Klaus Jan Philipp: Architektur – gezeichnet. Vom Mittelalter bis heute.
256 Seiten, zahlreiche Abbildungen, Format 33 mal 24 cm. Birkhäuser, Basel 2020, 79,95 Euro.
ISBN 978-3-03821-563-9

Architekten und ihre mehr oder weniger schönen Bilderwelten gehören zusammen wie Pech und Schwefel. Es scheint an der Zeit gewesen zu sein, das in vieler Hinsicht erforschte Genre der Architekturzeichnung noch mal als Ganzes ins Visier zu nehmen – ein Verdienst dieses Buches vor allem für Jene, die als Architekten nicht mehr im Zeichnen unterrichtet worden sind. Grundriss, Aufriss, Schnitt, Perspektive: So einfach ist das.

oben: Ein Fest!
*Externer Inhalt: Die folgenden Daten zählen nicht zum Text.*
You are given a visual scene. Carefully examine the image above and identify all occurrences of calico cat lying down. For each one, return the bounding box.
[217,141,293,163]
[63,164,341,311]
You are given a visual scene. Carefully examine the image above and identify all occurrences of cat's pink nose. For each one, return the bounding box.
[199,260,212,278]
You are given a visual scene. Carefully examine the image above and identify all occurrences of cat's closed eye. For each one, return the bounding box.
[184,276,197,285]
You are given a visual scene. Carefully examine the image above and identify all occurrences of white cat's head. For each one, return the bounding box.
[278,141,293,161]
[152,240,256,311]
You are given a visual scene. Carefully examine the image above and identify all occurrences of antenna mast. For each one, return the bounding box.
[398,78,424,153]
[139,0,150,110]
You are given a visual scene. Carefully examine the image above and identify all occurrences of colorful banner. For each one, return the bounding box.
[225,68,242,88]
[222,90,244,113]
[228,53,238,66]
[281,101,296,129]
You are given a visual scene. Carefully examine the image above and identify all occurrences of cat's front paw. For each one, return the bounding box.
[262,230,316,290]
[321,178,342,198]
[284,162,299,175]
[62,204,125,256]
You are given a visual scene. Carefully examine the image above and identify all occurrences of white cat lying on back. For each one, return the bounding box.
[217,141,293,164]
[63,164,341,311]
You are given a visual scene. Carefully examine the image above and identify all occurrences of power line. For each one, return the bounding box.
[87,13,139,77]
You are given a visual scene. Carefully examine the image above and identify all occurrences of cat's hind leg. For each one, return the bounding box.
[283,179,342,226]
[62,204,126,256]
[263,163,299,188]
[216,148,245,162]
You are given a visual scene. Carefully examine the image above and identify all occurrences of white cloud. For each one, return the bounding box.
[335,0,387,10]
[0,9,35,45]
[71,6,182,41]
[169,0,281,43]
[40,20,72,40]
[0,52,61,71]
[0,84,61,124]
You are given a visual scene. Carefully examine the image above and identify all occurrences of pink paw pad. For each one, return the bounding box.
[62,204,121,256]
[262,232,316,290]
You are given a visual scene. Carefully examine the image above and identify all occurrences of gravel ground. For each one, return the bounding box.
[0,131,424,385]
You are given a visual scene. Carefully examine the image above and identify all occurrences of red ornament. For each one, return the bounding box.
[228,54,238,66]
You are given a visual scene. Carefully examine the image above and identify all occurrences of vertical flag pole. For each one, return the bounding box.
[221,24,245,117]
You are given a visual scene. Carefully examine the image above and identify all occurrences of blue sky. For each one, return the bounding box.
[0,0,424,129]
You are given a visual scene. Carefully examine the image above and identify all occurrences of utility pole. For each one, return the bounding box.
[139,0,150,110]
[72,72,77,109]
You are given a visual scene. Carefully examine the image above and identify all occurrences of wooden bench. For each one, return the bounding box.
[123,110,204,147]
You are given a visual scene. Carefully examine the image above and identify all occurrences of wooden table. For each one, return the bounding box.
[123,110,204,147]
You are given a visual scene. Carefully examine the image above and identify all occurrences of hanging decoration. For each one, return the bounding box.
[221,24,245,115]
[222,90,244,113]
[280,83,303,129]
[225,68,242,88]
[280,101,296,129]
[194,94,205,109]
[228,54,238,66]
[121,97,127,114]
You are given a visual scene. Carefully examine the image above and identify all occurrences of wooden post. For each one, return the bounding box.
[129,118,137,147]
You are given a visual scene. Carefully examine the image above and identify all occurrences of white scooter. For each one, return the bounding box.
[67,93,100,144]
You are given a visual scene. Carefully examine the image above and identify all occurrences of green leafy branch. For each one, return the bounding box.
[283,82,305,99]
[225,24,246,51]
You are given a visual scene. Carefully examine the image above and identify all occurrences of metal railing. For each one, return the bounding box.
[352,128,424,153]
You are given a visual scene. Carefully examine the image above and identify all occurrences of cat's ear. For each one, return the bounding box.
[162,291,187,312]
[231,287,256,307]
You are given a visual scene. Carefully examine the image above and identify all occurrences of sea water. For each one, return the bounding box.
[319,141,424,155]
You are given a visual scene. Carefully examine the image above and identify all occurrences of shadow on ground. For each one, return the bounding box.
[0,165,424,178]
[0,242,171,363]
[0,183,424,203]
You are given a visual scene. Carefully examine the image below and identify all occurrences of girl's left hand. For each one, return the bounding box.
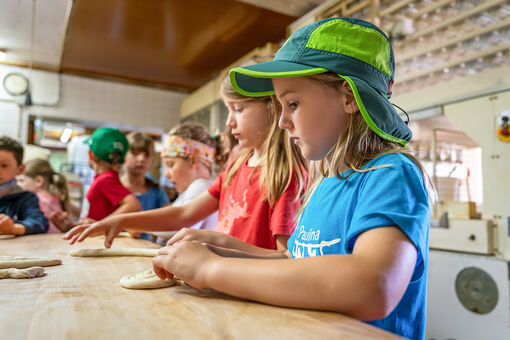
[152,241,219,289]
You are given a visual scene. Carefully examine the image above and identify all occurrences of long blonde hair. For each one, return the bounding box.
[23,158,69,212]
[298,72,435,214]
[221,60,308,206]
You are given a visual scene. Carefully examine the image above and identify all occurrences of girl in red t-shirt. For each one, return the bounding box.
[64,60,307,252]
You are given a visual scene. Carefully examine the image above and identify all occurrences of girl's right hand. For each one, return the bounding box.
[166,228,226,247]
[62,218,122,248]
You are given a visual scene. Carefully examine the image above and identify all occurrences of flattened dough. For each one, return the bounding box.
[120,269,177,289]
[0,256,62,269]
[69,248,159,257]
[0,267,44,279]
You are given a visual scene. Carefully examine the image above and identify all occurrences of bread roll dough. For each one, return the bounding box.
[69,248,159,257]
[0,267,44,279]
[0,256,62,269]
[120,269,177,289]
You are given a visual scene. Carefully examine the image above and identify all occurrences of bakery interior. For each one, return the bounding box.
[0,0,510,340]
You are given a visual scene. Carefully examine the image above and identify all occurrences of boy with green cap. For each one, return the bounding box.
[51,127,141,229]
[148,18,430,339]
[84,127,141,221]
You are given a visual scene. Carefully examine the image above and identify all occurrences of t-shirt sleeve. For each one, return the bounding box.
[269,179,301,236]
[101,177,131,207]
[347,162,430,276]
[14,195,49,235]
[158,187,170,208]
[207,171,225,200]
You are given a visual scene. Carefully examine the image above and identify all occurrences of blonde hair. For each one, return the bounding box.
[23,158,69,212]
[220,60,308,206]
[298,72,435,214]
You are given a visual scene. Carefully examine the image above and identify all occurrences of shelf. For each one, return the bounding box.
[397,43,510,83]
[379,0,414,18]
[405,0,506,42]
[396,19,510,63]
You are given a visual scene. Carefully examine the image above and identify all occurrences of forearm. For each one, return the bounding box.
[207,244,287,259]
[114,206,200,232]
[205,255,384,320]
[18,216,49,235]
[209,234,286,258]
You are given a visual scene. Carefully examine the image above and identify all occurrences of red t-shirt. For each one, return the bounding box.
[86,170,131,221]
[208,162,300,249]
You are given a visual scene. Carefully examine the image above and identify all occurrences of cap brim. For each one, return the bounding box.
[339,74,412,146]
[229,60,328,97]
[229,60,412,146]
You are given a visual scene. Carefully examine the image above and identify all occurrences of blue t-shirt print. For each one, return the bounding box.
[287,154,430,339]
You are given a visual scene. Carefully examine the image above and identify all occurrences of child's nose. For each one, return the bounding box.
[278,113,292,130]
[226,112,236,128]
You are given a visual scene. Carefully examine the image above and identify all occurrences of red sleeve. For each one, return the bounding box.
[101,177,131,207]
[269,178,301,236]
[207,171,225,200]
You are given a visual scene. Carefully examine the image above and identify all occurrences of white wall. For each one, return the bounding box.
[0,65,186,140]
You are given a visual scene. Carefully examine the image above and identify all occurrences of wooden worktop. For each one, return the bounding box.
[0,234,398,340]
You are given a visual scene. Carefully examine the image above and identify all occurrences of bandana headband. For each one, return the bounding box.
[161,136,216,166]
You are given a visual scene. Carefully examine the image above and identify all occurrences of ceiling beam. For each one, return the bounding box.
[237,0,324,17]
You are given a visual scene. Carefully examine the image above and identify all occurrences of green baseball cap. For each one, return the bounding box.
[230,18,412,146]
[83,127,129,163]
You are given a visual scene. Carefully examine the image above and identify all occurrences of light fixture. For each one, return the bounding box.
[60,127,73,144]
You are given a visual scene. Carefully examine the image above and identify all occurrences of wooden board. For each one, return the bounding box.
[0,234,399,340]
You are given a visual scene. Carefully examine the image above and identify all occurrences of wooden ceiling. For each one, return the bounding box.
[60,0,296,91]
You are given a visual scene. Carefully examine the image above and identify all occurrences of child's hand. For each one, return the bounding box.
[152,241,219,289]
[0,214,25,235]
[166,228,225,247]
[62,219,122,248]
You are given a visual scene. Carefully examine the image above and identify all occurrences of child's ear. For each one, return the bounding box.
[35,175,44,186]
[190,157,200,169]
[340,80,359,114]
[16,164,25,175]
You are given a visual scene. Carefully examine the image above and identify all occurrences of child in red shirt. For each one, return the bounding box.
[64,57,306,252]
[84,127,140,221]
[51,127,141,225]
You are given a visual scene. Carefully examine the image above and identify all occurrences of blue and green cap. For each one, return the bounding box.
[230,18,412,146]
[83,127,129,163]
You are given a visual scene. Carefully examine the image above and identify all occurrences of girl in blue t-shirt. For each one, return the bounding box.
[153,18,429,339]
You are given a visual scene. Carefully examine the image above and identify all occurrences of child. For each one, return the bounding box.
[153,18,430,339]
[120,132,170,240]
[0,136,48,235]
[77,127,141,221]
[64,57,306,251]
[148,123,219,245]
[16,158,73,233]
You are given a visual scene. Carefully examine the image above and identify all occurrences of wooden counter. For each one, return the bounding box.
[0,234,404,340]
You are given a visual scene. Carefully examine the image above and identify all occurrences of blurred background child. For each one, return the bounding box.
[16,158,79,233]
[120,132,170,240]
[51,127,141,231]
[148,123,220,245]
[0,136,48,235]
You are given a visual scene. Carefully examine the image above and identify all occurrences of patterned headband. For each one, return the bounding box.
[161,136,216,166]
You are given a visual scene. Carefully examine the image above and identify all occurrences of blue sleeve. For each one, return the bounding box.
[347,160,430,279]
[14,194,49,235]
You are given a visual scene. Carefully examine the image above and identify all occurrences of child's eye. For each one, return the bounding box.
[289,102,298,110]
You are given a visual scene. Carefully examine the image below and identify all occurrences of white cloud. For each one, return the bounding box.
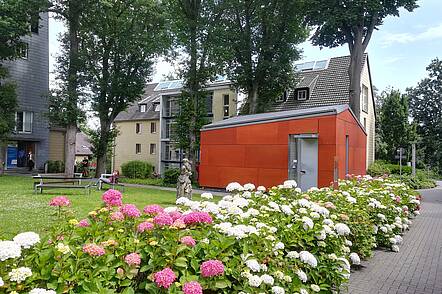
[381,23,442,47]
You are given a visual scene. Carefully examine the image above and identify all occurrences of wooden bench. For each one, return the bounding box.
[98,174,124,192]
[32,175,92,195]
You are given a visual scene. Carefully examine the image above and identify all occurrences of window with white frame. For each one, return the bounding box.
[296,89,308,101]
[362,85,368,112]
[149,144,157,154]
[15,111,34,133]
[223,94,230,117]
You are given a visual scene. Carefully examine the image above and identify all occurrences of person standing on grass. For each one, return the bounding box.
[28,151,35,171]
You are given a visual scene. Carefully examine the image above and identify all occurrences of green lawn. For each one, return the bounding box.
[0,176,193,239]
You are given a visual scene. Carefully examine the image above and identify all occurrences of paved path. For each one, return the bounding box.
[348,182,442,294]
[123,183,228,196]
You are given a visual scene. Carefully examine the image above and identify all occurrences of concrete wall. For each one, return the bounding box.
[115,120,160,172]
[360,61,376,168]
[48,129,66,162]
[4,13,49,169]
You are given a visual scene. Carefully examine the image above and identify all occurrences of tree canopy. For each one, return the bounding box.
[407,58,442,172]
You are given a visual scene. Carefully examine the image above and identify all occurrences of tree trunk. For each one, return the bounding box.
[64,124,77,177]
[348,31,364,120]
[248,83,258,114]
[0,142,6,176]
[64,0,81,177]
[95,120,110,178]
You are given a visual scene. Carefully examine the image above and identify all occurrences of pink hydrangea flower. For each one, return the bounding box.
[143,204,164,215]
[124,253,141,266]
[153,267,176,289]
[83,244,106,256]
[182,211,213,225]
[172,218,186,229]
[101,189,123,206]
[77,218,91,228]
[110,211,124,221]
[200,259,224,278]
[137,222,154,233]
[169,211,183,221]
[180,236,196,247]
[183,281,203,294]
[120,204,141,218]
[153,213,173,227]
[49,196,71,207]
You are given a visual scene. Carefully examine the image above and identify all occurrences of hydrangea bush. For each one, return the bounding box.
[0,177,420,294]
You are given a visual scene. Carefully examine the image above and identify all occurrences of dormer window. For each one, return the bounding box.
[296,89,309,101]
[276,91,288,102]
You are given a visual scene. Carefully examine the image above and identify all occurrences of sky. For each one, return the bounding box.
[49,0,442,91]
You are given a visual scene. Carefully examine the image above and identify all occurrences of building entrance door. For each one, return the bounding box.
[288,134,318,191]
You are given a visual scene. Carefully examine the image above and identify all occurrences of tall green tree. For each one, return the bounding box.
[167,0,225,174]
[407,58,442,173]
[49,0,90,176]
[79,0,168,176]
[0,0,46,175]
[220,0,308,113]
[377,89,416,162]
[305,0,418,118]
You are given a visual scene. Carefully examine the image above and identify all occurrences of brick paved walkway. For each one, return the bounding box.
[348,182,442,294]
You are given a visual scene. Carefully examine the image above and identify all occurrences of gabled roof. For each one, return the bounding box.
[269,54,368,112]
[115,83,160,122]
[202,104,362,131]
[75,132,92,156]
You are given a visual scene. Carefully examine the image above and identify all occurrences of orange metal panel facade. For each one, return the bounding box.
[199,110,366,188]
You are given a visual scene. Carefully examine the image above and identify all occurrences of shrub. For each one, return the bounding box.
[121,160,154,179]
[0,177,420,293]
[46,160,64,173]
[163,168,180,185]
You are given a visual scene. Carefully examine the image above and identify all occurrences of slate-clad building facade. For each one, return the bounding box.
[4,13,49,169]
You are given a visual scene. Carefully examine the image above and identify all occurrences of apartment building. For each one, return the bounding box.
[113,78,237,173]
[3,13,49,169]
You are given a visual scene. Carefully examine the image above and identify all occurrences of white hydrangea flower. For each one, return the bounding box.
[55,242,71,254]
[226,182,244,192]
[256,186,266,192]
[310,284,321,292]
[201,192,213,199]
[248,275,262,288]
[0,241,21,261]
[272,286,285,294]
[246,259,261,272]
[299,251,318,267]
[335,223,350,236]
[301,216,314,231]
[8,267,32,283]
[350,252,361,265]
[261,274,275,286]
[282,180,298,189]
[244,183,255,191]
[12,232,40,249]
[287,251,299,259]
[29,288,57,294]
[296,270,308,283]
[175,197,191,205]
[273,242,285,250]
[281,204,294,215]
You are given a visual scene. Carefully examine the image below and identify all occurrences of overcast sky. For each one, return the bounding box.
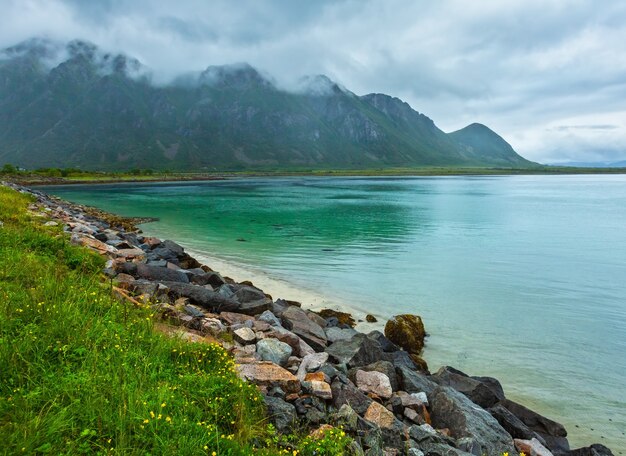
[0,0,626,163]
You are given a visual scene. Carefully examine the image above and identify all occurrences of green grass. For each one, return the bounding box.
[0,187,265,455]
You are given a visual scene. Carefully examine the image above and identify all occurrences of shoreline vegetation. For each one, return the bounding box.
[0,182,613,456]
[0,164,626,186]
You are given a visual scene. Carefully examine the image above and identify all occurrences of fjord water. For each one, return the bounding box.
[44,175,626,448]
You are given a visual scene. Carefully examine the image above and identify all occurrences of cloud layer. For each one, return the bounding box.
[0,0,626,162]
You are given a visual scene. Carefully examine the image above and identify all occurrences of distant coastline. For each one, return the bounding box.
[0,166,626,186]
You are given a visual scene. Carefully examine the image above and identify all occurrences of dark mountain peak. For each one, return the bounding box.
[450,122,511,147]
[298,74,352,97]
[448,123,534,166]
[0,37,62,59]
[199,63,274,90]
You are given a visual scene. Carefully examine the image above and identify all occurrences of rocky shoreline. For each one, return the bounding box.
[2,183,613,456]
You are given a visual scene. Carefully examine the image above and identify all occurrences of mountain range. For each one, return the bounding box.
[0,39,536,170]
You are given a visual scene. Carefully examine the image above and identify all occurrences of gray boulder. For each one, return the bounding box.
[280,306,327,351]
[396,366,437,399]
[162,282,240,312]
[265,396,297,434]
[500,399,570,453]
[326,333,383,368]
[256,339,292,367]
[429,386,517,454]
[431,366,504,408]
[137,264,189,283]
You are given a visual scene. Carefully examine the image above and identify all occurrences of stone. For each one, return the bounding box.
[429,386,515,454]
[220,312,254,326]
[385,314,426,355]
[568,443,613,456]
[326,333,383,368]
[137,264,189,283]
[257,310,281,326]
[297,352,328,380]
[396,366,437,396]
[235,285,266,303]
[309,380,333,400]
[318,309,356,328]
[514,439,554,456]
[348,361,399,391]
[162,281,240,312]
[500,399,569,453]
[264,393,297,434]
[70,233,117,255]
[431,366,504,409]
[233,326,256,345]
[363,402,404,431]
[487,404,545,445]
[324,326,358,343]
[330,378,370,415]
[367,331,400,353]
[236,361,300,394]
[356,370,393,399]
[238,298,272,315]
[280,306,327,351]
[305,310,327,328]
[256,339,293,367]
[396,391,428,409]
[117,248,145,261]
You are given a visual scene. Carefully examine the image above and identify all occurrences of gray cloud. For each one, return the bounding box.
[0,0,626,161]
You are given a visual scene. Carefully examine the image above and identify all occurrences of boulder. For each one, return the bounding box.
[235,285,266,303]
[409,424,464,456]
[280,306,327,351]
[233,326,256,345]
[356,370,393,399]
[297,352,328,380]
[136,264,189,283]
[318,309,356,328]
[326,333,383,368]
[514,439,554,456]
[257,310,281,326]
[236,361,300,394]
[487,404,545,444]
[330,378,372,415]
[500,399,569,453]
[430,366,504,409]
[568,443,613,456]
[429,386,516,454]
[363,402,404,432]
[324,326,357,343]
[396,366,437,396]
[348,361,400,391]
[162,281,241,312]
[256,339,293,367]
[239,297,272,315]
[385,314,426,355]
[265,396,297,434]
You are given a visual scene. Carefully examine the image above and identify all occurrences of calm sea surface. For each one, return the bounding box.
[44,175,626,454]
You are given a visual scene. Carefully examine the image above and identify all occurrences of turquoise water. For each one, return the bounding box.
[44,175,626,454]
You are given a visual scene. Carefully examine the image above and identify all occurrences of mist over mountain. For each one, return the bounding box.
[0,39,535,170]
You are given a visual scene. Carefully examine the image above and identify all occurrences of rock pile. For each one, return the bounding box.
[2,183,612,456]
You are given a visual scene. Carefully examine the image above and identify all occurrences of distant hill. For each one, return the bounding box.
[549,160,626,168]
[0,39,536,170]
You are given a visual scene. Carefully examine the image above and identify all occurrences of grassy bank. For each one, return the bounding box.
[0,186,352,455]
[0,165,626,185]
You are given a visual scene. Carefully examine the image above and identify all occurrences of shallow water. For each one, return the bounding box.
[44,175,626,454]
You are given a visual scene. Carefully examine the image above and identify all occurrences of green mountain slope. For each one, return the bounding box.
[0,40,532,170]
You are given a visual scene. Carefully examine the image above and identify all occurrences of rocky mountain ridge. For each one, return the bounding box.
[0,40,534,170]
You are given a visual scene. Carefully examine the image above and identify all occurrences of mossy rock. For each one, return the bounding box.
[317,309,356,328]
[385,314,426,355]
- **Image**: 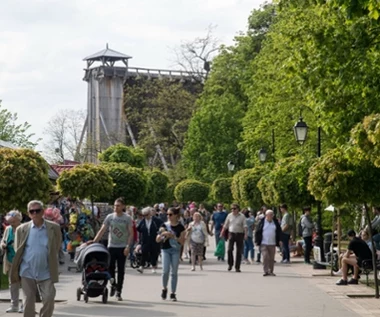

Jean-François Blondel stellt anlässlich einer königlichen Hochzeit 1739 das Rathaus von Paris im Schnitt dar.

Friedrich Gilly: Perspektivisches Studienblatt mit landschaftlicher Szenerie, 1798. Feder, aquarelliert, zwei verschiedenartige Papiere, 23 x 30,5 cm.

Friedrich Gilly: Perspektivisches Studienblatt mit landschaftlicher Szenerie, 1798. Feder, aquarelliert, zwei verschiedenartige Papiere, 23 x 30,5 cm.

Opus pesante

Ein großformatiges, schweres Buch zur Architekturzeichnung wirkt in Zeiten, in denen die omnipräsente Digitalisierung alle und alles umklammert und durchdringt, geradezu anachronistisch. Aber klar, schöne Bilder – und das sind Architekturzeichnungen in der Regel, wenn sie das Licht der Öffentlichkeit erreichen – erfreuen die Leserschaft, und der Autor benennt offen, dass der ästhetische Reiz ein Kriterium der Zeichnungsauswahl gewesen sei. In einer Bildunterschrift zu einem Studienblatt von Friedrich Gilly heißt es nun: „Obwohl es sich um eine wissenschaftliche Zeichnung zur Vermittlung der Perspektive und von Schattenwirkungen handelt, hat das Blatt einen hohen ästhetischen Reiz.“1) Hier stellt sich die Frage, was mit der konzessiven Satzverbindung „obwohl“ gemeint ist. Wieso sollte Wissenschaft etwa nicht schön sein können? So wird ein Gegensatz formuliert, der nicht einsichtig ist und sich im ganzen Buch subkutan als methodisches Problem erweist.

Unbekannter Zeichner / Karl Friedrich Schinkel: Revisions- und Ausführungsplan zur Pfahlgründung des Alten Museums am Lustgarten, Berlin. Wohl 1823/1829, Feder in verschiedenen Farben, Grafitstift, handgeschöpftes Papier (Vergé-Schöpfsieb), 66,5 mal 70,1 cm groß. (Bild: aus dem besprochenen Band)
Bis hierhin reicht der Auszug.